As you work, talk with your child use phrases such as, “I see you are having a big feeling right now. Can you tell me what it is you are feeling?” If the tantrum continues, “Are you frustrated? Did Sally take your toy and that made you mad?” When you witness the incident to cause the feeling – feel free to tell your kiddo what you saw. You are actively showing them it is okay to be frustrated – but more importantly, it’s okay to share with a trusted adult why you are.

Keep working through scenarios while also pointing out on positive interactions. Happy is an emotion. Often parents end up doing their course work in their children feeling negative emotions however, you get what you focus on. Teaching children to also stop and “smell the roses” indeed guides them to living a mindful life!

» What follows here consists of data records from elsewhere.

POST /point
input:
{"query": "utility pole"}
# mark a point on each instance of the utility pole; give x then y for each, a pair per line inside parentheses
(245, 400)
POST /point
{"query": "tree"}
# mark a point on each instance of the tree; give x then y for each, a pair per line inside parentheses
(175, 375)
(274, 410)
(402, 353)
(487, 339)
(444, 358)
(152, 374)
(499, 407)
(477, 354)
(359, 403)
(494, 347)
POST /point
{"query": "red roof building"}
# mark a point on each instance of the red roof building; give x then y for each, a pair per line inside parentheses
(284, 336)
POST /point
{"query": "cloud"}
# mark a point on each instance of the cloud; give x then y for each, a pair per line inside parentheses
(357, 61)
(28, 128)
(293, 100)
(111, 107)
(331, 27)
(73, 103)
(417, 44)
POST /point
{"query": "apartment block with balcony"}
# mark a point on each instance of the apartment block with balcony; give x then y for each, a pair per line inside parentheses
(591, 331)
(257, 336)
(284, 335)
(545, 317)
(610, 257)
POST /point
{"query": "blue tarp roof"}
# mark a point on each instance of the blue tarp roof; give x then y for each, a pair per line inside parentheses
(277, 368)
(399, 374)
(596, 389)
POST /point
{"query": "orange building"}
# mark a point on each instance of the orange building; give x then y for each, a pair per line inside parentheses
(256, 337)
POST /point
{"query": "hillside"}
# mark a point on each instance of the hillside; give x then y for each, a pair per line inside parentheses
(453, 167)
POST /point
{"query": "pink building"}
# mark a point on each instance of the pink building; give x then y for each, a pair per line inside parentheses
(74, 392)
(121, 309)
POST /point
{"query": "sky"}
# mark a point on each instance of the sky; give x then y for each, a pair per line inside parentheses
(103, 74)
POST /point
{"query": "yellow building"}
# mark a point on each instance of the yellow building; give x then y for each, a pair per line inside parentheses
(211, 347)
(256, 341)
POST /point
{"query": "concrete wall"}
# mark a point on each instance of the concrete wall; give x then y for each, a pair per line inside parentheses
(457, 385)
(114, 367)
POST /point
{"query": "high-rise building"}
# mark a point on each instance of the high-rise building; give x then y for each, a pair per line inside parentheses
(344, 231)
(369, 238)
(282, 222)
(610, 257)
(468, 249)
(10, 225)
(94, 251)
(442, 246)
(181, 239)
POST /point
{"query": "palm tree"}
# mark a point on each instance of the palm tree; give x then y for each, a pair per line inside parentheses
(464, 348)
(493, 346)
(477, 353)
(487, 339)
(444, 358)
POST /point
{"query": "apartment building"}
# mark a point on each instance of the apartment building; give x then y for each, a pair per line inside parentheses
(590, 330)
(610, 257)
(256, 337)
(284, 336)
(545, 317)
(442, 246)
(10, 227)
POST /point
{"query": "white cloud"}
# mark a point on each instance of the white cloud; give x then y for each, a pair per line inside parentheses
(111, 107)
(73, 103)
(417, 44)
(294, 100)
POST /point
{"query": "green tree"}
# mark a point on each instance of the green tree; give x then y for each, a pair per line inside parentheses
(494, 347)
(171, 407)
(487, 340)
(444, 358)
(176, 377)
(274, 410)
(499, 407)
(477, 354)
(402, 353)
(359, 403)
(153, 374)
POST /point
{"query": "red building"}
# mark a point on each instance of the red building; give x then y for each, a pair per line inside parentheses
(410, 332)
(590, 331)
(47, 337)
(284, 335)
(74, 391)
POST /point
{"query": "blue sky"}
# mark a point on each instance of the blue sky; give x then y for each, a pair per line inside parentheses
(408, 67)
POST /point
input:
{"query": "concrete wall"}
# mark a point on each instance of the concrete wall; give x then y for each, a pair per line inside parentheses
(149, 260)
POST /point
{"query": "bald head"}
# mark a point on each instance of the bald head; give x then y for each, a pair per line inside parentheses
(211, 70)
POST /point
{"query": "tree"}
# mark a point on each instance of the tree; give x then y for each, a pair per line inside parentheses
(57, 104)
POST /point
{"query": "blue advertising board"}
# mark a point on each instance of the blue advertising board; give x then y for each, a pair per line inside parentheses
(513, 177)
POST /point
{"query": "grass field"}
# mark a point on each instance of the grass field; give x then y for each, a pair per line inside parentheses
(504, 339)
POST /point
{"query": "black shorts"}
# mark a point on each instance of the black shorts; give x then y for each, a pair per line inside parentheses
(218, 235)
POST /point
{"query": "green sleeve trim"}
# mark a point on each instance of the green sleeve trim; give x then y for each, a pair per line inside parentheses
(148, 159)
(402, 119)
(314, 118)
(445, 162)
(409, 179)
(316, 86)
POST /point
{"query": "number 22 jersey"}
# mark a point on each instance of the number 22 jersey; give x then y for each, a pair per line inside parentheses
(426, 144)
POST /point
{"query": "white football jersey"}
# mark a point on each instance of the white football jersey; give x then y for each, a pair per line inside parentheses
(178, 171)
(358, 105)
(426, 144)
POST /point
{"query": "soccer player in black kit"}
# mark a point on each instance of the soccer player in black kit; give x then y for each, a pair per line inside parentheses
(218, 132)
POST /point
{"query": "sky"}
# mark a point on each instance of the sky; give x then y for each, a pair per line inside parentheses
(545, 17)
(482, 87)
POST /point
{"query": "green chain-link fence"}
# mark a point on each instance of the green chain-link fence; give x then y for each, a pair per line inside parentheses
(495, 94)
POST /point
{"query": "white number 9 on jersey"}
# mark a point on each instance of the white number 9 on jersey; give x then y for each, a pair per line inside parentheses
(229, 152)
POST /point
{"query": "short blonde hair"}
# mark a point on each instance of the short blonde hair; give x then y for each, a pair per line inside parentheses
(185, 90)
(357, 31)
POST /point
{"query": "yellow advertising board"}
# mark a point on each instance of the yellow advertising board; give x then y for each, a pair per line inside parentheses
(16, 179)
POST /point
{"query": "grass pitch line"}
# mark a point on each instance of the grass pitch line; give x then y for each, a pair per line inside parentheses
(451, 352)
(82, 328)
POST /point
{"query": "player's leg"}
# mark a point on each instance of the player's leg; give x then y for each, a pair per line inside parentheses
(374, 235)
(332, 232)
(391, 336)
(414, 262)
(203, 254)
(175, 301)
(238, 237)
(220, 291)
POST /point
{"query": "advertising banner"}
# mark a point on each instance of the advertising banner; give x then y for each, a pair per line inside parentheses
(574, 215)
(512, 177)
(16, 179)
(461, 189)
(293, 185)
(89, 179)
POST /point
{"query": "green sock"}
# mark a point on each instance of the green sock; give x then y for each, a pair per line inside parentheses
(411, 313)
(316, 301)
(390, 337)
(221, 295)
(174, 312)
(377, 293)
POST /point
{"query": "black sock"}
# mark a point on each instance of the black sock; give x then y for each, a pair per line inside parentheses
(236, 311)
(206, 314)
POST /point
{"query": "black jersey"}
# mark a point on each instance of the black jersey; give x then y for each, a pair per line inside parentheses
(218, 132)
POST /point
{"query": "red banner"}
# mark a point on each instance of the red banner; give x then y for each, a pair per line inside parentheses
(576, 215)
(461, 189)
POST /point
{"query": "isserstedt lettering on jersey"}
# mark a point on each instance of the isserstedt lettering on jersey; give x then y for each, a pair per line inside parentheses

When children are mindful of their surroundings, the good, the bad, and the ugly, they will engage with a higher level of expressing themselves.

Live by example. Children observe so much more than we give them credit for. Don’t feel as though you need to hide your feelings. If you are sad, say so. Better yet, offer an example as to why you have tears flowing down your face. Naturally, this needs to be kid appropriate – but when they see you sharing with them in turn, they will share with you. Make sure to include the moments that are making you happy. “Oh Johnny, I just love with you pick me flowers. They make me so happy.”

 

Overall, the big component is in the daily conversations you are having with your kiddo. You can also create a “calm down” space for your kids – soft pillows, muted wall colors, a favorite stuffy – but at the end of the day the success in getting your children to feel comfortable to share with you begins with the language and parental reactions around their moods. Love them through it, sit in their muck with them, and keep encouraging descriptive words around their emotions.